Celsius has been making it to the crypto news headlines recently. Just a day back, customers who held crypto in custody accounts at the lending firm had come together and hired legal counsel to retrieve their funds.
In the latest development, the bankrupt lending firm intends to re-hire it ex-CFO Rod Bolger and pay him about $92,000 monthly, distributed over at least six weeks. The motion filed with the Southern District of New York read,
“In consideration for the advisory services rendered by Mr. Bolger, the Debtors agree to pay Mr. Bolger the sum of CAD $120,000 per month, prorated for partial months.”
Why is Celsius betting on Bolger?
CNBC reported that per the motion filed by Celsius, the firm “needs” Bolger to “help it navigate bankruptcy proceedings” as an advisory. The motion further highlighted that Bolger had previously led efforts to keep the business steady during turbulent phases.
Additionally, the filing revealed,
“Because of Mr. Bolger’s familiarity with the Debtors’ business, the Debtors have requested, and Mr.
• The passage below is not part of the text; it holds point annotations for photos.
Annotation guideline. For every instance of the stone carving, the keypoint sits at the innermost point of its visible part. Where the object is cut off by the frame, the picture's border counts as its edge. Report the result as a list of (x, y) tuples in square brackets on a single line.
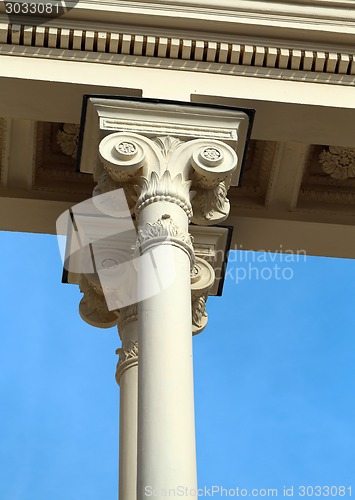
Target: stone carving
[(165, 229), (128, 356), (338, 162), (67, 139), (93, 308), (199, 313), (193, 174), (126, 315)]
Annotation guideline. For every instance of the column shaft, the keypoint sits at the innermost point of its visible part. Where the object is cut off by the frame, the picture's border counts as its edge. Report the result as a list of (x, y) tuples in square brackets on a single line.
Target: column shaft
[(166, 426)]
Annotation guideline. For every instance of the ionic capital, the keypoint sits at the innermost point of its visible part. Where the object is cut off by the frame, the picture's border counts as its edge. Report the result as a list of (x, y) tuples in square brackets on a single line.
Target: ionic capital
[(128, 357), (194, 174)]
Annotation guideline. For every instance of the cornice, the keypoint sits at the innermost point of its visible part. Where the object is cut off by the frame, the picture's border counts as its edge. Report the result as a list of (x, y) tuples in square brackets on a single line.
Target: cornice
[(270, 59)]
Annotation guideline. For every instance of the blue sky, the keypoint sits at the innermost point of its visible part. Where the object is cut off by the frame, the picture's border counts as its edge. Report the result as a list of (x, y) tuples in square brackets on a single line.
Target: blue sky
[(274, 380)]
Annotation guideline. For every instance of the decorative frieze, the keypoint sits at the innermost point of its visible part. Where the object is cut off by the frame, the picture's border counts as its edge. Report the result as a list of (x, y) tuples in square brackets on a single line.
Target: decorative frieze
[(67, 139), (93, 307), (128, 357), (168, 169)]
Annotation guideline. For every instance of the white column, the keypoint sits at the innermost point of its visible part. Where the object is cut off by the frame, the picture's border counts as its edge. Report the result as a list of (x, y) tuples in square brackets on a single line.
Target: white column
[(166, 424), (127, 379)]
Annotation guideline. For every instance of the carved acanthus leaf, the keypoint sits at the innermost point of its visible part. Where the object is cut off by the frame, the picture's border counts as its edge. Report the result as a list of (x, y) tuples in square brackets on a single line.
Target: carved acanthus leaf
[(164, 229), (338, 162), (126, 315), (107, 184), (164, 188), (67, 139), (167, 145)]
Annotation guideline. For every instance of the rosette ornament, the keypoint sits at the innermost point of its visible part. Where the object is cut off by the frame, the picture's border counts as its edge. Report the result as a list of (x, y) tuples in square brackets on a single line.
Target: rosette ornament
[(338, 162)]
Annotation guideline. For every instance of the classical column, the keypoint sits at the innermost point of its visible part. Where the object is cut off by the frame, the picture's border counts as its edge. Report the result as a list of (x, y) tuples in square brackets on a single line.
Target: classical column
[(162, 166), (164, 171), (127, 379)]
Bolger has agreed pending the Court’s approval, to continue providing advisory and consulting services to the Debtors pursuant to an Advisory Agreement.”
Now, it is up to New York’s Southern District to take a call on whether or not to green-light Bolger to re-join Celsius. Notably, a Zoom hearing is set for Monday, 8 August, to consider the motion.
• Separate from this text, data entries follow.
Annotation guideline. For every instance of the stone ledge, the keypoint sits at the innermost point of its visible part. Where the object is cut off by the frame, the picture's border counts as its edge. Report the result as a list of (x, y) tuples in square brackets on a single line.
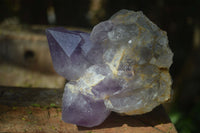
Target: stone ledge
[(19, 115)]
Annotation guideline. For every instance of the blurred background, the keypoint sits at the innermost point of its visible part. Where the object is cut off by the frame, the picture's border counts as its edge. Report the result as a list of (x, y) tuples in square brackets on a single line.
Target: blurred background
[(25, 60)]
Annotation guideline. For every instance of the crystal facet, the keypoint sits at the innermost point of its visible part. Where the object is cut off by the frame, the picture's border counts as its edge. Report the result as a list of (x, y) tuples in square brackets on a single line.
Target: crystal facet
[(122, 66)]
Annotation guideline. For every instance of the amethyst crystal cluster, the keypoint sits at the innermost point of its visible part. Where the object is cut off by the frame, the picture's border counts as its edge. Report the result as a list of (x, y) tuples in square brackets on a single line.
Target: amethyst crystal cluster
[(121, 66)]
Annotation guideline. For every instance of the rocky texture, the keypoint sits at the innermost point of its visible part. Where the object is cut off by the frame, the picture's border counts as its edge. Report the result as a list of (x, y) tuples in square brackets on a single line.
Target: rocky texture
[(121, 66)]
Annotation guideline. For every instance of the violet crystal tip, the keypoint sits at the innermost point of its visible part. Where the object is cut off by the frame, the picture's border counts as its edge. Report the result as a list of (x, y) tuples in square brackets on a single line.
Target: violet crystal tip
[(122, 66)]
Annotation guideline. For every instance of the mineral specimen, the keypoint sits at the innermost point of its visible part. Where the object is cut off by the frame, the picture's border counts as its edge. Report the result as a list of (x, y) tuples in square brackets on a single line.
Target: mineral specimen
[(121, 66)]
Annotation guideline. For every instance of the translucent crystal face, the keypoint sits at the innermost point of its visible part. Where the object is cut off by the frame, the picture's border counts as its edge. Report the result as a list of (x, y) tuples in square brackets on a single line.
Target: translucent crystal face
[(121, 66)]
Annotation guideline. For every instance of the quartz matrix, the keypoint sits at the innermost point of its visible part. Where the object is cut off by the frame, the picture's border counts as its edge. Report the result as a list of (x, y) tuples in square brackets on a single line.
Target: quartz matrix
[(121, 66)]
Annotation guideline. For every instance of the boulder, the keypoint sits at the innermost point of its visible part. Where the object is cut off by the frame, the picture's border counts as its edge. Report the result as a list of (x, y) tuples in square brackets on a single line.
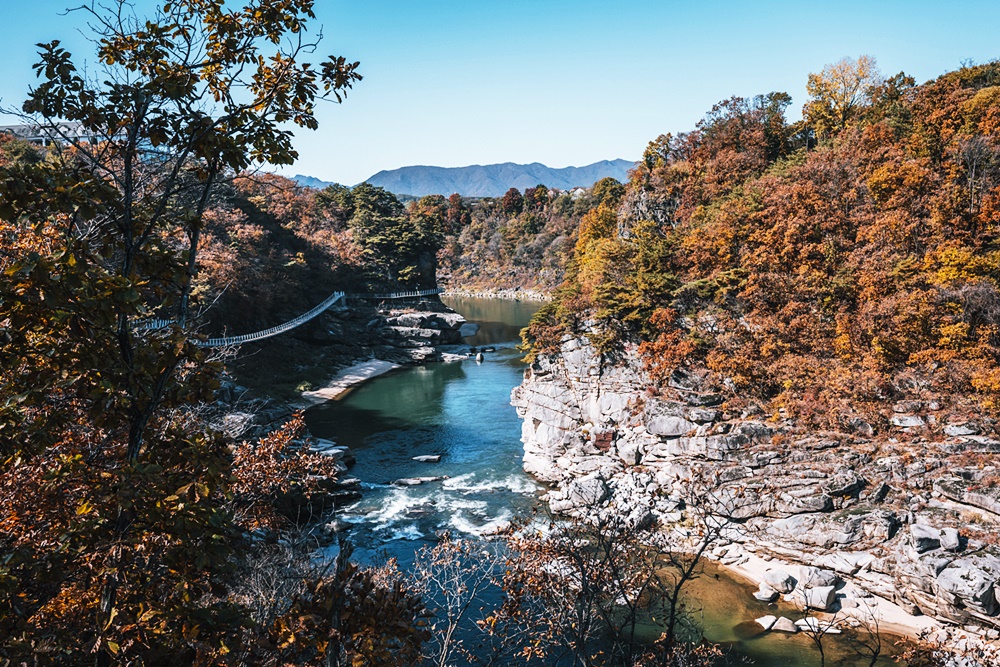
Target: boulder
[(780, 581), (958, 430), (950, 539), (784, 624), (765, 593), (924, 538), (669, 426), (813, 577), (820, 597), (907, 421), (766, 621), (587, 491), (972, 581)]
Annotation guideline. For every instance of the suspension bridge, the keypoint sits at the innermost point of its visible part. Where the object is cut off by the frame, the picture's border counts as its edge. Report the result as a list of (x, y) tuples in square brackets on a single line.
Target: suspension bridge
[(152, 325)]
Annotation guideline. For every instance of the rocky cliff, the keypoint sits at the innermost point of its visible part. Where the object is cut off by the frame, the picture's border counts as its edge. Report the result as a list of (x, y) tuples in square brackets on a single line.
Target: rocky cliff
[(894, 514)]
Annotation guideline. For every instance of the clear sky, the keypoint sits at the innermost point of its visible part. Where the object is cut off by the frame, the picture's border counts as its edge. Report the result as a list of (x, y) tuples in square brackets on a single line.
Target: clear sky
[(458, 82)]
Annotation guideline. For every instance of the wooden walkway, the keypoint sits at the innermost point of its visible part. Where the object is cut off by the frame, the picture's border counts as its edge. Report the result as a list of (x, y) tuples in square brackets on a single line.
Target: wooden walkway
[(152, 325)]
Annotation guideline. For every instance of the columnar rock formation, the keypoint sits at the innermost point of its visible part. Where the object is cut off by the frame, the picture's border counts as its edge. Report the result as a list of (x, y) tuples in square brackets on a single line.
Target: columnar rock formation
[(891, 521)]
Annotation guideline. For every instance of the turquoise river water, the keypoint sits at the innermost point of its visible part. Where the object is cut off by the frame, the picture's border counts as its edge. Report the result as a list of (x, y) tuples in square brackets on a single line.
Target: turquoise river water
[(461, 410)]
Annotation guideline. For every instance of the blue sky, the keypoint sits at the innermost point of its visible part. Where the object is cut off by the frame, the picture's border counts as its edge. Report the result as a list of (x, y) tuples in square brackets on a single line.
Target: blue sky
[(452, 83)]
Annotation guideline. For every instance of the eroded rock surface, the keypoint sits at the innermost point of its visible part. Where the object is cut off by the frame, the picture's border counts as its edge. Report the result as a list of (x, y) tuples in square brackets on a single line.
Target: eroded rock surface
[(879, 520)]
Here it is worth recalling that the exec resigned from Celsius towards the end of June, around three weeks post the firm halted its withdrawals, citing market conditions.
Back in the day, when the exec worked full-time as CFO, he had a base salary of $750,000 and a performance-based cash bonus of up to 75% of his base, in addition to stock and token options. Thus, per the motion, the top of his total income range was around $1.3 million. In his previous stints, Bolger has worked with Citi, Bank of America, and the Royal Bank of Canada.
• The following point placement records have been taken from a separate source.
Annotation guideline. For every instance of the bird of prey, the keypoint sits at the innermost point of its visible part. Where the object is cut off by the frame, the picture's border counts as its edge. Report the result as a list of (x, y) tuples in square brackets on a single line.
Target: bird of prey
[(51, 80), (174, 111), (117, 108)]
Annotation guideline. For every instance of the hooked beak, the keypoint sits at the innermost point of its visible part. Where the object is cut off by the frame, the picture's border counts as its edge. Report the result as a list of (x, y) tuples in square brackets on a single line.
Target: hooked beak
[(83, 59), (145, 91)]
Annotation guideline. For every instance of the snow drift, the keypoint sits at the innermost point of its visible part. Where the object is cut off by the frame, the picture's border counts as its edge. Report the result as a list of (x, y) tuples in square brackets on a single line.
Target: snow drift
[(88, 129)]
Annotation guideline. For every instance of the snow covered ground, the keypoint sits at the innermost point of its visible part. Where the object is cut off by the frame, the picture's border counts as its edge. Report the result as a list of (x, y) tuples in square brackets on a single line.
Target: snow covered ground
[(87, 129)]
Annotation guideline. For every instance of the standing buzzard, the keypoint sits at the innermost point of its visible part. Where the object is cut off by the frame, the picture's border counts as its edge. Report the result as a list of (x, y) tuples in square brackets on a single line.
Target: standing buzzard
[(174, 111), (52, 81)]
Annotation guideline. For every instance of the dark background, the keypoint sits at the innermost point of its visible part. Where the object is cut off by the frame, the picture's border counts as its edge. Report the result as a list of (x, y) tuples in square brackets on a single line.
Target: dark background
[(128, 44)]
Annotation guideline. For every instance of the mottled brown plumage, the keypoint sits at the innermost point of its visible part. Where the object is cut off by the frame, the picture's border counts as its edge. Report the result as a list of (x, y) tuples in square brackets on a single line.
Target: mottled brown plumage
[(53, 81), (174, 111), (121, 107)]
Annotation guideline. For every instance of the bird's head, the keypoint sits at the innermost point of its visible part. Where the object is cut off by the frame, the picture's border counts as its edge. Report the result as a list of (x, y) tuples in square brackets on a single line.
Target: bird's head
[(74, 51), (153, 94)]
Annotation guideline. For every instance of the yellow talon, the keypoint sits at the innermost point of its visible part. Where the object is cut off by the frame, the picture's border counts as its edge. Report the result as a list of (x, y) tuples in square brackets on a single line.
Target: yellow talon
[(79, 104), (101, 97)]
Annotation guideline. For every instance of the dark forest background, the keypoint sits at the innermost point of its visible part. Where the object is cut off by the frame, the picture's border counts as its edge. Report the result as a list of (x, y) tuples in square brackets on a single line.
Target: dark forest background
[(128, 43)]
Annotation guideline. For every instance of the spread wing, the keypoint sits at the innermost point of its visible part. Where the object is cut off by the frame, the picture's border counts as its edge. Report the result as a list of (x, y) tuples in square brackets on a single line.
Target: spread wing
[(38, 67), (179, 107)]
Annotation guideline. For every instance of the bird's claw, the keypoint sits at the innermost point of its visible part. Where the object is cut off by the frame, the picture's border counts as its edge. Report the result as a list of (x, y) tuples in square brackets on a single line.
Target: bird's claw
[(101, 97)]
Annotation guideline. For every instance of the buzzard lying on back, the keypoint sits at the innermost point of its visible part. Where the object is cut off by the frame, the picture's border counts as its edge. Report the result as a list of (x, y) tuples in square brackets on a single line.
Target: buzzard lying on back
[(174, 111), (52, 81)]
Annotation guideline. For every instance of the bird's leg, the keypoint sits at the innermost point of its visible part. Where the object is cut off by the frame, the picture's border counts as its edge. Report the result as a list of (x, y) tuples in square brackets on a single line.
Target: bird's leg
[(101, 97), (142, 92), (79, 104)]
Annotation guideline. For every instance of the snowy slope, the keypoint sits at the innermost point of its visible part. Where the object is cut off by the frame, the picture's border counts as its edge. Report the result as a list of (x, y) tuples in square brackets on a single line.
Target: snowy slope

A Celsius investor and a CPA have filed an objection to challenge Celsius’ motion to bring back its ex-CFO. The claimants highlighted that the firm cited that Bolger’s services are necessary but provided little detail.
“Other than these generalities, the Motion provide no specifics as to why the services of Mr. Bolger are necessary.“
The motion also highlighted that Bolger provided “false information” to depositors just days before the pause. The plaintiffs highlighted that the exec was featured in an article where he misstated the financial condition and liquidity of the debtors. The same proved that Bolger was either not well informed about the debtors’ financial situation or intentionally misled the depositors/investors of the lending firm.
Using the afore-highlighted arguments, the plaintiffs have requested the court to deny Celsius’ motion.